# So proud of Hanna!



## atsilvers27 (Jul 5, 2011)

Last night we had multiple guests for several hours and she did super well. The easy thing would have been to put her in her crate for the evening so she wouldn't overwhelm and annoy them, but I've been working on her socialization and some basic commands and she settled nicely. She's excellent at following my hand gestures and listening to my tone of voice. She gets a little roudy with people that want to play with her but if she gets too crazy she'll stop if I ask her to. Everyone admired her. She's a great ambassador for her breed.


----------



## RitaandRiley (Feb 27, 2012)

Congratulations to both of you!


----------



## gelbergirl (Jun 9, 2007)

Glad to hear that.

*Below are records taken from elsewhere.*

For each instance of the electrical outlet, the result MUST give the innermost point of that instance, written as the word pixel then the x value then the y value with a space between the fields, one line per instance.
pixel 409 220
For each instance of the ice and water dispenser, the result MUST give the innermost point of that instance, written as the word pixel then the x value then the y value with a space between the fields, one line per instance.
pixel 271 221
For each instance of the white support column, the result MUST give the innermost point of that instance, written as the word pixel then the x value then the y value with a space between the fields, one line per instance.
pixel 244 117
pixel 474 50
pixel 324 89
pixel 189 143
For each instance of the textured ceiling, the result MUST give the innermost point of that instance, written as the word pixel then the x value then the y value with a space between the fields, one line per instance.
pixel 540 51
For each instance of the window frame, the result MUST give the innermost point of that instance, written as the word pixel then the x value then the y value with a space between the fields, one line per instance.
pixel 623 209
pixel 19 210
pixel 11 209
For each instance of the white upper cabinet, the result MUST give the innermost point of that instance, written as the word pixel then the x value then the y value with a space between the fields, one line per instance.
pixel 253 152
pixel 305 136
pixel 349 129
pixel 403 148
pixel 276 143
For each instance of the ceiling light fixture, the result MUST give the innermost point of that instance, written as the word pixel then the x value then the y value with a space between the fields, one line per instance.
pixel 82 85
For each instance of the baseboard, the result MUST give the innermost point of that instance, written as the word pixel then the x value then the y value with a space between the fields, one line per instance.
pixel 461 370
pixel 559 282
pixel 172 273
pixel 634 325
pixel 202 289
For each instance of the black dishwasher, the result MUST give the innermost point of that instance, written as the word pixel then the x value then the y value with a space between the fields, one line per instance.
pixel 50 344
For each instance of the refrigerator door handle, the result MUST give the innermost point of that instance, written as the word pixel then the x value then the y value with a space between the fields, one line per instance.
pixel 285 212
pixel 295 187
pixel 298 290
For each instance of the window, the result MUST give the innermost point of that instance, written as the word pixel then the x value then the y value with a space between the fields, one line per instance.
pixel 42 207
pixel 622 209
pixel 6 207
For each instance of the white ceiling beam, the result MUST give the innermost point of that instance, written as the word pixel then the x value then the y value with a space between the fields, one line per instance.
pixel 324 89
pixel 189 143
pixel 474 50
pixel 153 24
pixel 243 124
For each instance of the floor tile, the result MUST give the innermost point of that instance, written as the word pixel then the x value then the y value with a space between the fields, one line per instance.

Good going Hanna!


----------



## Pixiesmom (Jul 31, 2008)

Way to go Hanna!


----------



## motherslittlehelper (Mar 18, 2010)

Good for you! Congratulations! How old is Hanna?


----------



## krandall (Jun 11, 2009)

atsilvers27 said:


> Last night we had multiple guests for several hours and she did super well. The easy thing would have been to put her in her crate for the evening so she wouldn't overwhelm and annoy them, but I've been working on her socialization and some basic commands and she settled nicely. She's excellent at following my hand gestures and listening to my tone of voice. She gets a little roudy with people that want to play with her but if she gets too crazy she'll stop if I ask her to. Everyone admired her. She's a great ambassador for her breed.


:whoo: Yay Hanna!!! :whoo:


----------



## Momo means Peach (Jun 7, 2011)

That's fab, Hanna! Good girl!


----------